Дверь закрылась. Даниель спустился по лестнице на ватных ногах. «Сначала вымыться, – подумал он, – прежде всего вымыться с головы до ног». Когда он выходил на улицу, в голову ему вдруг пришла мысль, от которой он застыл на месте: утром, перед тем как выйти, он побрился и оставил бритву на камине широко открытой.
Открывая дверь, Матье нажал на легкий, приглушенный звонок. «Утром я его не заметил, – подумал он, – наверно, его включают вечером, после девяти». Он искоса бросил взгляд сквозь стекло конторки и увидел тень: там кто-то был. Он не торопясь дошел до щита с ключами. Комната 21. Ключ висел на гвозде. Матье быстро взял его и положил в карман, затем сделал полуоборот и вернулся к лестнице. За его спиной открылась дверь. «Сейчас меня окликнут», – подумал он. Ему не было страшно: все было предусмотрено.
– Эй там! Куда идете? – раздался грубоватый голос. Матье обернулся и увидел худую высокую женщину в пенсне. Вид у нее был значительный и встревоженный. Матье улыбнулся ей.
– Куда идете? – повторила она. – Могли бы сначала спросить.
Боливар. Негра звали Боливар.
– Я иду на четвертый этаж, к месье Боливару, – спокойно ответил Матье.
– Ладно! Просто я видела, как вы возились у щита, – настороженно сказала женщина.
– Я смотрел, там ли его ключ.
– И что?
– Его нет. Значит, Боливар у себя, – сказал Матье. Женщина подошла к щиту. Один шанс из двух.
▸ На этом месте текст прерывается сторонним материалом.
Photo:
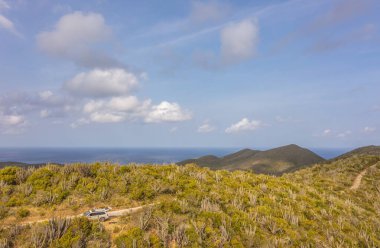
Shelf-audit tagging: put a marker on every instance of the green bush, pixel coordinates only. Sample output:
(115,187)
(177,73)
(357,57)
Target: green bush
(8,175)
(23,212)
(131,238)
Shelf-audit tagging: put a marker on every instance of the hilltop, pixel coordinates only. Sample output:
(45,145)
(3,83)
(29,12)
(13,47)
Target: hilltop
(274,161)
(194,206)
(365,150)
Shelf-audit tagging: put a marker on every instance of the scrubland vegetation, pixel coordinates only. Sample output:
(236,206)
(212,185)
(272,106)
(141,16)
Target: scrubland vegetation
(195,207)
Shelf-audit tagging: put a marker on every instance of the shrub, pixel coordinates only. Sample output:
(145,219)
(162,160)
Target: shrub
(132,238)
(23,212)
(9,175)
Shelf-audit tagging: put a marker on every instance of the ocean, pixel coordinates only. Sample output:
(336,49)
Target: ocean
(123,155)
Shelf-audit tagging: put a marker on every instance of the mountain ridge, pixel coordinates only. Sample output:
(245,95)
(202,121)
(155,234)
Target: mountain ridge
(274,161)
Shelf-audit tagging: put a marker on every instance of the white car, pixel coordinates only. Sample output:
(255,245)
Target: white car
(97,214)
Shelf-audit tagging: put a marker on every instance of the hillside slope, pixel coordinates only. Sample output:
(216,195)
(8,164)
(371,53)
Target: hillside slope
(365,150)
(273,162)
(197,207)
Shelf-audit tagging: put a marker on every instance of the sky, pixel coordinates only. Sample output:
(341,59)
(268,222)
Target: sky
(213,73)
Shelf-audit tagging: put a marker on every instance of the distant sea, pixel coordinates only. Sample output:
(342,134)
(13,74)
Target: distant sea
(123,155)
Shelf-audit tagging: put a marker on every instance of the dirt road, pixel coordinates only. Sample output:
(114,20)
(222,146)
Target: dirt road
(358,179)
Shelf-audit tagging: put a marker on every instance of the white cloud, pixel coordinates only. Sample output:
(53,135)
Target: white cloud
(239,41)
(75,36)
(286,119)
(207,11)
(106,117)
(244,125)
(369,129)
(344,134)
(12,123)
(45,95)
(4,5)
(326,132)
(102,83)
(167,112)
(8,25)
(118,109)
(206,128)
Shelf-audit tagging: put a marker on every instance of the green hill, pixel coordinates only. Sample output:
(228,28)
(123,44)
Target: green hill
(195,207)
(365,150)
(273,162)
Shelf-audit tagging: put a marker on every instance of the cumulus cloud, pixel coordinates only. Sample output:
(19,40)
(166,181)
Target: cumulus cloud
(167,112)
(4,5)
(12,123)
(344,134)
(326,132)
(102,83)
(334,133)
(205,128)
(8,25)
(244,125)
(75,36)
(369,129)
(118,109)
(239,41)
(208,11)
(115,109)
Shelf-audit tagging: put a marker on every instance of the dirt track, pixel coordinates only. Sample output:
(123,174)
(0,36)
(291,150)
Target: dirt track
(358,179)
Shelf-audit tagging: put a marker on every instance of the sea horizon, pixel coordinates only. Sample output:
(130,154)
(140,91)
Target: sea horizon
(125,155)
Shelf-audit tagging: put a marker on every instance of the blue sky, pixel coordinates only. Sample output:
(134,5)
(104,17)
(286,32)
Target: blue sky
(189,73)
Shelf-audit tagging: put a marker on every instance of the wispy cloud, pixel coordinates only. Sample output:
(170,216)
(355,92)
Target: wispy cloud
(206,127)
(244,125)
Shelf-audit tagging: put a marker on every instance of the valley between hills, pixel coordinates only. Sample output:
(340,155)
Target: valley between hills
(324,203)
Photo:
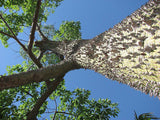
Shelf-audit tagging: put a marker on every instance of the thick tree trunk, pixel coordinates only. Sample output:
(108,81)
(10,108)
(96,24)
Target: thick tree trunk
(128,53)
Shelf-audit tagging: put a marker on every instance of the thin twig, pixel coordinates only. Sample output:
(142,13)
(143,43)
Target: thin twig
(33,29)
(35,110)
(55,110)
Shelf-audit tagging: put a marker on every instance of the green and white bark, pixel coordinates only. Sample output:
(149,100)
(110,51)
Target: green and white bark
(128,53)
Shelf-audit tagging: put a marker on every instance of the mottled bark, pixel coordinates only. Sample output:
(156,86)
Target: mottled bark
(128,53)
(39,75)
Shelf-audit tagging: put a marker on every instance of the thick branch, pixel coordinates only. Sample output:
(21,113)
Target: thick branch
(39,75)
(34,112)
(41,33)
(33,29)
(14,36)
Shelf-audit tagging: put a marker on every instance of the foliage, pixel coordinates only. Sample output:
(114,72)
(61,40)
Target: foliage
(69,30)
(145,116)
(19,14)
(77,106)
(15,103)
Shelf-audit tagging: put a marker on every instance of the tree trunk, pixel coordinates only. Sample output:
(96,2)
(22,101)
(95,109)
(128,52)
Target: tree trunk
(128,53)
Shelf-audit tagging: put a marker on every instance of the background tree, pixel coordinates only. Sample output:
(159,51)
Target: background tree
(75,50)
(145,116)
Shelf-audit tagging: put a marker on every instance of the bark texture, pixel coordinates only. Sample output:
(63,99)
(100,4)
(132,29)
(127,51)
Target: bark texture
(39,75)
(130,52)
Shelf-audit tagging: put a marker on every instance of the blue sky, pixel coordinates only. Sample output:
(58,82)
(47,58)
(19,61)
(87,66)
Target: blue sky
(96,16)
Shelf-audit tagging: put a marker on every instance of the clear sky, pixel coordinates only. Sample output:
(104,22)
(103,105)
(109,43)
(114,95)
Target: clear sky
(96,16)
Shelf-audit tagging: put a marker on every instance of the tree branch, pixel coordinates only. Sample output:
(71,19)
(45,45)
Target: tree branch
(7,34)
(34,112)
(39,75)
(41,33)
(14,36)
(33,29)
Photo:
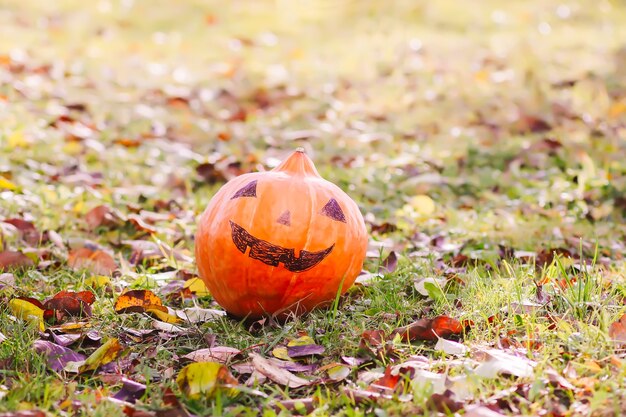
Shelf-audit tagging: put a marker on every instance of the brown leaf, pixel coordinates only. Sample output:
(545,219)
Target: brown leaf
(387,383)
(136,301)
(221,354)
(389,265)
(14,260)
(69,304)
(140,224)
(98,262)
(617,331)
(27,230)
(276,374)
(101,216)
(429,329)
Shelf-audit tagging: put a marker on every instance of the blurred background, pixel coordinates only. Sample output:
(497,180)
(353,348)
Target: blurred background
(494,116)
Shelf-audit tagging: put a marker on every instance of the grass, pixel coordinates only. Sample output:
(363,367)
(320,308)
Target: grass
(509,117)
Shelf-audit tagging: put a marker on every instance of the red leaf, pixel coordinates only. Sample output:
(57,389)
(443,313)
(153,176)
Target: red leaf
(69,304)
(429,329)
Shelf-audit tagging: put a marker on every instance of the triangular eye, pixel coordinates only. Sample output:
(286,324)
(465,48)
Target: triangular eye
(284,218)
(248,190)
(333,210)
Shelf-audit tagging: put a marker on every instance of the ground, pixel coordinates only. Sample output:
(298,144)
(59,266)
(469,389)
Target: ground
(483,142)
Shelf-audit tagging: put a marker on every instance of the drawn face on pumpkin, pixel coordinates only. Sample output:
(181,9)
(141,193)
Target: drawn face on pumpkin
(278,241)
(272,254)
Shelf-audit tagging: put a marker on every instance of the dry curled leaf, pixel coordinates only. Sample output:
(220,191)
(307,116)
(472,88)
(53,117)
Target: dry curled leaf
(617,331)
(429,329)
(98,262)
(136,301)
(106,353)
(276,374)
(221,354)
(57,356)
(204,379)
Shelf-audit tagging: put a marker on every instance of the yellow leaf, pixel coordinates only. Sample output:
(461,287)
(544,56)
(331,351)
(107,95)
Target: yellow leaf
(197,286)
(301,341)
(204,378)
(164,316)
(79,207)
(98,281)
(17,140)
(72,327)
(280,352)
(423,204)
(106,353)
(7,185)
(72,148)
(27,311)
(617,109)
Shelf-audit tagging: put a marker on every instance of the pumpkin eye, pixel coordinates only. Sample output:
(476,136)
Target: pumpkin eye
(285,218)
(333,210)
(248,190)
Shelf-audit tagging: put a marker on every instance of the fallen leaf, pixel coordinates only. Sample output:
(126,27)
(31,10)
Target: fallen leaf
(303,346)
(617,331)
(423,205)
(28,309)
(499,362)
(131,391)
(431,287)
(204,379)
(429,329)
(388,382)
(221,354)
(28,231)
(69,304)
(106,353)
(14,260)
(97,281)
(7,185)
(57,356)
(168,327)
(197,286)
(136,301)
(199,315)
(102,216)
(276,374)
(336,371)
(389,265)
(98,262)
(304,350)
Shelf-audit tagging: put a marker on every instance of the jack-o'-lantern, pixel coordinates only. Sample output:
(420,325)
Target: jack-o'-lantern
(280,241)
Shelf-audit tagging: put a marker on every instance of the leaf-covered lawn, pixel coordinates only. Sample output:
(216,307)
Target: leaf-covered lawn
(484,143)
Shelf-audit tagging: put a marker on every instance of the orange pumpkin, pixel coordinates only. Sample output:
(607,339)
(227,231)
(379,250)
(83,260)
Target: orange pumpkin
(280,241)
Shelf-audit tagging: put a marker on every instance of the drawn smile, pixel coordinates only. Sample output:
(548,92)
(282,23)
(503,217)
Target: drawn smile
(272,255)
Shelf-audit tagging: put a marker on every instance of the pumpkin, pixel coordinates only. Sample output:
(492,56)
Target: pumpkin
(281,241)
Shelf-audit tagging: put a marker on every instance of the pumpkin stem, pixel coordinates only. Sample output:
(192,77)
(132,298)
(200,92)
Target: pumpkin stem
(298,164)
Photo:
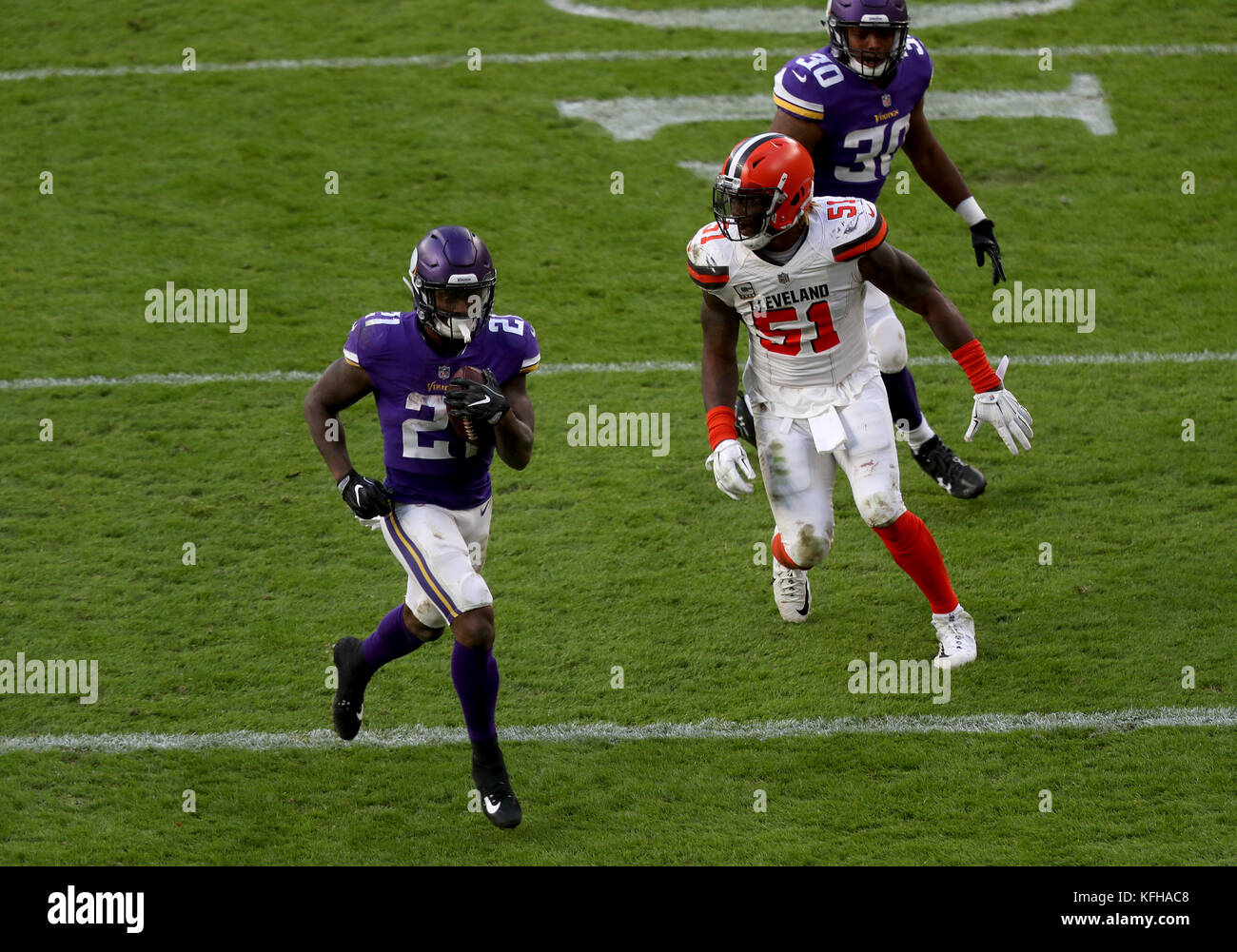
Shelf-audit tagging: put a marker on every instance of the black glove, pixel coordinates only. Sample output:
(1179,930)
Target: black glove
(985,243)
(478,399)
(365,497)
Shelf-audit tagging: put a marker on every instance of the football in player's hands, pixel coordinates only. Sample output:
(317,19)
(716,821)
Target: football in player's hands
(474,403)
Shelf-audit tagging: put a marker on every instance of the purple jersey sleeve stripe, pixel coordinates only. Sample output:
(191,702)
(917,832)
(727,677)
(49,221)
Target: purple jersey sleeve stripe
(420,572)
(795,110)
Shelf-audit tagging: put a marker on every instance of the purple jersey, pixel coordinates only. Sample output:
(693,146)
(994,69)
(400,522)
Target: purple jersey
(864,124)
(425,460)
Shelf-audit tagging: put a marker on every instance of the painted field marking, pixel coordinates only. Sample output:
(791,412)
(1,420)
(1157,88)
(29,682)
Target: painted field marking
(636,118)
(422,736)
(636,366)
(581,56)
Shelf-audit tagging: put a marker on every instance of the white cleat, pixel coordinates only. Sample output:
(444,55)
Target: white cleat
(792,592)
(956,634)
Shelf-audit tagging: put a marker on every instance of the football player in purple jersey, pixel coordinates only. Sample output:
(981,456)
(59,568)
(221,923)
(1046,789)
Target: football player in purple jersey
(434,506)
(854,104)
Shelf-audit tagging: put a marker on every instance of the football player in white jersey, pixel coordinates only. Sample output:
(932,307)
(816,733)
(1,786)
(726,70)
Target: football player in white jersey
(793,268)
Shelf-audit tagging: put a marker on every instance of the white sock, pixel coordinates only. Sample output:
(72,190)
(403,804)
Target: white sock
(920,434)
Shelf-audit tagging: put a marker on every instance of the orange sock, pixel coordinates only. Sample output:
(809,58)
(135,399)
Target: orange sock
(779,553)
(915,551)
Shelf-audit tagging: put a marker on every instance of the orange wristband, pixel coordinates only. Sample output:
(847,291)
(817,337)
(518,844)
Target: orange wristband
(972,359)
(721,425)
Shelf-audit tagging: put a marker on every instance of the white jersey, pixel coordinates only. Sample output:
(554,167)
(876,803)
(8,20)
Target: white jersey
(808,346)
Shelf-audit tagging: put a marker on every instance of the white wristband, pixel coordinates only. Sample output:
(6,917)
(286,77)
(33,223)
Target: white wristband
(972,211)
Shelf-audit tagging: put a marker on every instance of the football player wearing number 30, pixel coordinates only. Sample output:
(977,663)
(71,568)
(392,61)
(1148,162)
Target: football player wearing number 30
(854,104)
(792,268)
(436,506)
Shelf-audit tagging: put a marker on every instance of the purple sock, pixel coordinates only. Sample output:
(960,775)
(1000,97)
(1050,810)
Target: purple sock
(475,675)
(391,639)
(903,399)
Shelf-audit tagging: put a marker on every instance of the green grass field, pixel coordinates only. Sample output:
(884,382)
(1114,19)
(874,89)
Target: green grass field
(600,556)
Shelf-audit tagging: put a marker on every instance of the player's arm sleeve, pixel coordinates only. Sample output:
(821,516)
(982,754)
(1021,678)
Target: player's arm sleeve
(703,267)
(854,235)
(353,345)
(370,340)
(796,91)
(531,354)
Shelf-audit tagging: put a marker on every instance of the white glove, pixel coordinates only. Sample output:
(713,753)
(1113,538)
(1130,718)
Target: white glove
(731,469)
(1001,408)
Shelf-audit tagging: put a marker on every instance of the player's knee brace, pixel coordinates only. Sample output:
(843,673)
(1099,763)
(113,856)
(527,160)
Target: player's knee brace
(474,592)
(881,507)
(890,341)
(809,545)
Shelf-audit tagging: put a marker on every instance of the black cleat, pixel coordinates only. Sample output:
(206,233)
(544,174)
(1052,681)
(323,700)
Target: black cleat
(498,799)
(354,674)
(956,477)
(743,423)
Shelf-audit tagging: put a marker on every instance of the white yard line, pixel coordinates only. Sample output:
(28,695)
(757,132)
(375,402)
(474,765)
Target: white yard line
(421,736)
(279,376)
(581,56)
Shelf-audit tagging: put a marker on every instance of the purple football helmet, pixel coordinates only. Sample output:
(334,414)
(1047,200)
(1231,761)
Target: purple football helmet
(873,13)
(452,280)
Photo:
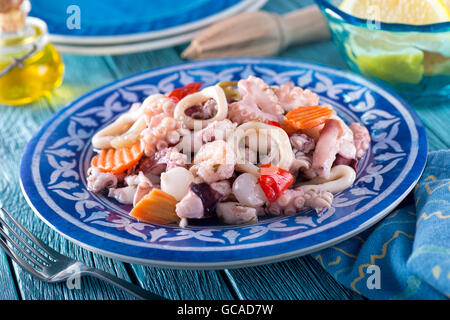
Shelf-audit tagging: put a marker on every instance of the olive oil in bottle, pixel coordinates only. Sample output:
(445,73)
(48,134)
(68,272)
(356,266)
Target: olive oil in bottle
(30,67)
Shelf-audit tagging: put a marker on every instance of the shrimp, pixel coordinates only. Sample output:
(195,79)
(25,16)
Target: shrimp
(214,161)
(258,102)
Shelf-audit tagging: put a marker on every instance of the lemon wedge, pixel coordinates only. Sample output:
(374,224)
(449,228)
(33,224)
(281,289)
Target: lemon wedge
(386,60)
(399,11)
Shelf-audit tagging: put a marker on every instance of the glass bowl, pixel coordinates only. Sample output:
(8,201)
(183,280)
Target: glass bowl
(414,60)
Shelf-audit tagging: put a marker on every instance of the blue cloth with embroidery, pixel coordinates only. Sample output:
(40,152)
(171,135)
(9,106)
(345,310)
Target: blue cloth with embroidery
(410,247)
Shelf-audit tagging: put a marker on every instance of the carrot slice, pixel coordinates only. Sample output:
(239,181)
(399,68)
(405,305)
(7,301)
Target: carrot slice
(118,160)
(307,117)
(156,207)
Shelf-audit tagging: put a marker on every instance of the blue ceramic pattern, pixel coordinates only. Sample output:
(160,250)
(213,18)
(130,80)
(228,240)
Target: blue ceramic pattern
(54,164)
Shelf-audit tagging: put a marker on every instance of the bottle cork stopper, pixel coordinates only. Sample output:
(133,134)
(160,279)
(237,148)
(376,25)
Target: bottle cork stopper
(12,17)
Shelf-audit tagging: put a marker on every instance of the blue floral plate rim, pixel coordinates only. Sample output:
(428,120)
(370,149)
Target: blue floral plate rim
(267,241)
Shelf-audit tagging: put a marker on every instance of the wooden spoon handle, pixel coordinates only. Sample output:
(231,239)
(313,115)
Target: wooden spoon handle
(304,26)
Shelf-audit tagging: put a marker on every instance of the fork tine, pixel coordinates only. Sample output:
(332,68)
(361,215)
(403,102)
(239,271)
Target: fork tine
(50,251)
(28,245)
(24,264)
(19,248)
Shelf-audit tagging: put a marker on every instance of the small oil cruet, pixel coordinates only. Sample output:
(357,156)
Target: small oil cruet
(30,67)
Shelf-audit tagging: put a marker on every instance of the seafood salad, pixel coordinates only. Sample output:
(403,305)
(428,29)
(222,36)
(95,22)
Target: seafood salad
(236,150)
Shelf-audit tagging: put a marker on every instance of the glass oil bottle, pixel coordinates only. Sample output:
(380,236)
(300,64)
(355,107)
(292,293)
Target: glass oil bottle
(30,66)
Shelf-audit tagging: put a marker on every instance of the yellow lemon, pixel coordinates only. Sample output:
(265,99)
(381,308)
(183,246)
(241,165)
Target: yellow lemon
(386,60)
(399,11)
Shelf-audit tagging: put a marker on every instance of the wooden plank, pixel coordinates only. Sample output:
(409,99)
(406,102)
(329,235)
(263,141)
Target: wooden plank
(301,278)
(9,291)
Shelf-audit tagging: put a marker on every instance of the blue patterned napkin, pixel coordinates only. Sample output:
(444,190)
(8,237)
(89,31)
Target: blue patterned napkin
(407,254)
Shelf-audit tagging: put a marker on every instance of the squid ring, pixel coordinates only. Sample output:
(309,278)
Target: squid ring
(213,92)
(277,135)
(341,177)
(122,125)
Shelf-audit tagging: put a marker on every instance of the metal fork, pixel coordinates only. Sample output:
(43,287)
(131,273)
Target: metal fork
(49,265)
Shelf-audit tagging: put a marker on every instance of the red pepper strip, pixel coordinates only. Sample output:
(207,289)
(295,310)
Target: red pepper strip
(274,181)
(179,93)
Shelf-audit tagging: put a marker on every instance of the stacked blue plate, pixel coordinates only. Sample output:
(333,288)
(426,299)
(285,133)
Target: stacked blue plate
(106,27)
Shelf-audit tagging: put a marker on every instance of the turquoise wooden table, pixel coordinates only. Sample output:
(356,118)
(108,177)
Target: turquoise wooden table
(300,278)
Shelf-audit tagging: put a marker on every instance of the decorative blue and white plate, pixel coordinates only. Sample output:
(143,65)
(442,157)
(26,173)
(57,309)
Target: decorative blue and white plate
(53,171)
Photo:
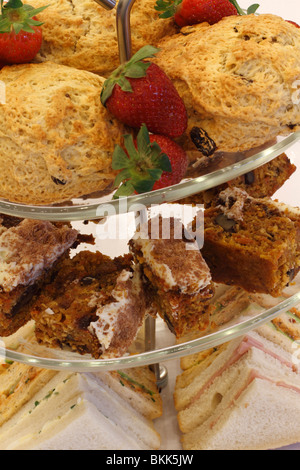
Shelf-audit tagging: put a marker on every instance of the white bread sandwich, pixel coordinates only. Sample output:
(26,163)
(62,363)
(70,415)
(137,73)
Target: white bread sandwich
(137,386)
(243,396)
(77,412)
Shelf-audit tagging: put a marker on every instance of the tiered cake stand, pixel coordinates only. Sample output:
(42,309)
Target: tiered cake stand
(155,343)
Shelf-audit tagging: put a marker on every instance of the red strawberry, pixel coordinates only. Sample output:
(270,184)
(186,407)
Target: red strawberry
(140,92)
(20,32)
(150,163)
(188,12)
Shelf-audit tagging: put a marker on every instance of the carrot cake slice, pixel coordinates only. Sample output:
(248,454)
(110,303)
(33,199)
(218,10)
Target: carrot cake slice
(176,276)
(28,251)
(93,305)
(260,182)
(252,243)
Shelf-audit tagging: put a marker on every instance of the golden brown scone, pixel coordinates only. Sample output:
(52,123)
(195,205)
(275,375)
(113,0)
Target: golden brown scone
(237,78)
(82,34)
(56,139)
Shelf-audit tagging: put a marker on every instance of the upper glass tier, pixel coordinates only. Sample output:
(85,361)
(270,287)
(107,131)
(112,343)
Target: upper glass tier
(216,171)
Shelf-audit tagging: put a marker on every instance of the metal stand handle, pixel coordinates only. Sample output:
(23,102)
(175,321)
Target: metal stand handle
(123,25)
(125,52)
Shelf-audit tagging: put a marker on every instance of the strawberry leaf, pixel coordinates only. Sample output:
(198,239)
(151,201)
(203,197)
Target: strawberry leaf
(18,17)
(13,4)
(119,159)
(167,7)
(249,11)
(125,190)
(131,148)
(164,162)
(144,186)
(134,68)
(141,165)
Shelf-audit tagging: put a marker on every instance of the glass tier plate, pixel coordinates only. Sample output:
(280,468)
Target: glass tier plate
(203,174)
(155,343)
(256,310)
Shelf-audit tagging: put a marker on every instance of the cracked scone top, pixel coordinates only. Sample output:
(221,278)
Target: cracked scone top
(238,78)
(56,138)
(82,34)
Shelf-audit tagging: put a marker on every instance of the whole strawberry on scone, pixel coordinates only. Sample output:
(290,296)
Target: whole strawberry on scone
(20,32)
(189,12)
(139,92)
(151,162)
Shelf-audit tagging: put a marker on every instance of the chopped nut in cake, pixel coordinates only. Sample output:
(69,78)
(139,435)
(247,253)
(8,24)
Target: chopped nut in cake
(252,243)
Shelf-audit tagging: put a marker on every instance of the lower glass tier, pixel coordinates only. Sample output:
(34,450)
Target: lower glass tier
(237,313)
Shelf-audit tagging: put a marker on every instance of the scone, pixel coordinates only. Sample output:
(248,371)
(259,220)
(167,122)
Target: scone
(238,79)
(83,34)
(56,139)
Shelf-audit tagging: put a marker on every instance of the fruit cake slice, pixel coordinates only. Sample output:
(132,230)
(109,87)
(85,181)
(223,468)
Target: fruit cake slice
(176,276)
(94,304)
(28,251)
(252,243)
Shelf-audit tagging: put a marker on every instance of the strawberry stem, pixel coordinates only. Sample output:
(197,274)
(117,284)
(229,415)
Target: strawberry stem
(140,166)
(134,68)
(15,16)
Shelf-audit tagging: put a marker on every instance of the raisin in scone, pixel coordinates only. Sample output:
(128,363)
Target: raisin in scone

– Да, – сказала она с разочарованным облегчением. – Он у себя.
Матье, не ответив, стал подниматься по лестнице. На площадке четвертого этажа он на минуту остановился, потом вставил ключ в скважину номера 21 и открыл дверь.
Комната утопала в ночи. Красная ночь, пропахшая лихорадкой и духами. Матье закрыл дверь на ключ и подошел к кровати. Сначала он вытянул руки вперед, чтобы защитить себя от препятствий, но быстро привык к полумраку. Кровать была не убрана, на валике было две подушки, на них еще сохранились вмятины от тяжести двух голов. Матье стал на колени перед сундучком и открыл его; он почувствовал легкую тошноту. Ассигнации, которые он утром бросил, лежали на связке писем: Матье взял пять банкнот, он ничего не хотел красть для себя. «Что делать с ключом?» Он немного подумал и решил оставить его в замке сундучка. Вставая, он увидел справа в глубине комнаты дверь, которую утром не заметил. Он подошел к ней и открыл: это был туалет. Матье чиркнул спичкой и увидел в зеркале свое лицо, позолоченное пламенем. Он смотрел на себя, пока пламя не погасло, затем бросил спичку и вернулся в комнату. Теперь он четко различал мебель, одежду Лолы, ее пижаму, ее халат, ее костюм, аккуратно разложенные на стульях и висящие на плечиках; он зло засмеялся и вышел.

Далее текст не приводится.